The 3 keys of success

Research conducted by McKinsey&Company on the success factors of women holding management positions showed that at the basis of their success there are features such as resilience, toughness and confidence. It’s not surprising because these are the basic characteristics of those who succeed in any field, including sport. Based on these features you can build great careers in business as in sport or art. Without the road will be short.

Many women’s programs focus on convening, creating, and broadening networks. While these are important investments, they are insufficient. Companies should also instill the capabilities women need to thrive. Some of the most important are resilience, grit, and confidence.

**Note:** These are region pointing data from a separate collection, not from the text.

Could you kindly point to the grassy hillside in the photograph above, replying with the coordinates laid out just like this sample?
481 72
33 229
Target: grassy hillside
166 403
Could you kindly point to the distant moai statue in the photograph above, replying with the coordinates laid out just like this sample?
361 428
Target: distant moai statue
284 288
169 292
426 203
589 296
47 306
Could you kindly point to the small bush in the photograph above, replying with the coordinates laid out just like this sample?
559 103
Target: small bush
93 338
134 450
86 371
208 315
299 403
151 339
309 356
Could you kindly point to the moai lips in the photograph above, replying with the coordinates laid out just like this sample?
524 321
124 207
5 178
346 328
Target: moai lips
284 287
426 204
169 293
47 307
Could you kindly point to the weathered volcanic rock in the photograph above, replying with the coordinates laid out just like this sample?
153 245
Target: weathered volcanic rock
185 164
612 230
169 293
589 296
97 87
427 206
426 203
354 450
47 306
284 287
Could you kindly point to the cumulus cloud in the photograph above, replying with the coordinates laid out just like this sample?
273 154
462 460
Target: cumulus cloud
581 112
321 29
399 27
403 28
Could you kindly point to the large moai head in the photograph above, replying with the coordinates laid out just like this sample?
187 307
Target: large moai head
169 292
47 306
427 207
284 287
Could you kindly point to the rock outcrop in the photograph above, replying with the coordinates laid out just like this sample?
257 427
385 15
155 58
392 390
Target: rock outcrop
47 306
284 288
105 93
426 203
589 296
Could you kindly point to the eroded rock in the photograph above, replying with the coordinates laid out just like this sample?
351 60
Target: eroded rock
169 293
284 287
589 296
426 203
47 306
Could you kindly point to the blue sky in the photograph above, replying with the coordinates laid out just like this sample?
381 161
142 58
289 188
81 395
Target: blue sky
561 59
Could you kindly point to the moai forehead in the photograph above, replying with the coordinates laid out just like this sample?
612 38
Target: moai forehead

Resilience is the capacity to recover quickly from difficulties—a form of toughness. Grit is resolve, courage, and strength of character. Confidence is a level of self-assurance arising from an appreciation of your own abilities or qualities. In business settings, resilience allows us to get up after making a mistake or encountering a challenge, grit allows us to push through walls and rise above challenges, and confidence helps transform challenging experiences into greater self-assurance, not self-doubt.

In our 2012 interviews with 250 high-ranking women executives, we found that they thought the top attributes of their own success were resilience and grit, which ranked higher than more obvious factors, such as a results orientation.”

What is mental readiness?

The mental readiness is based on the concept of resilience. Resilience is the capacity of an athlete to recover quickly, resist and perform at the best in front of the performance pressure and stressful situations.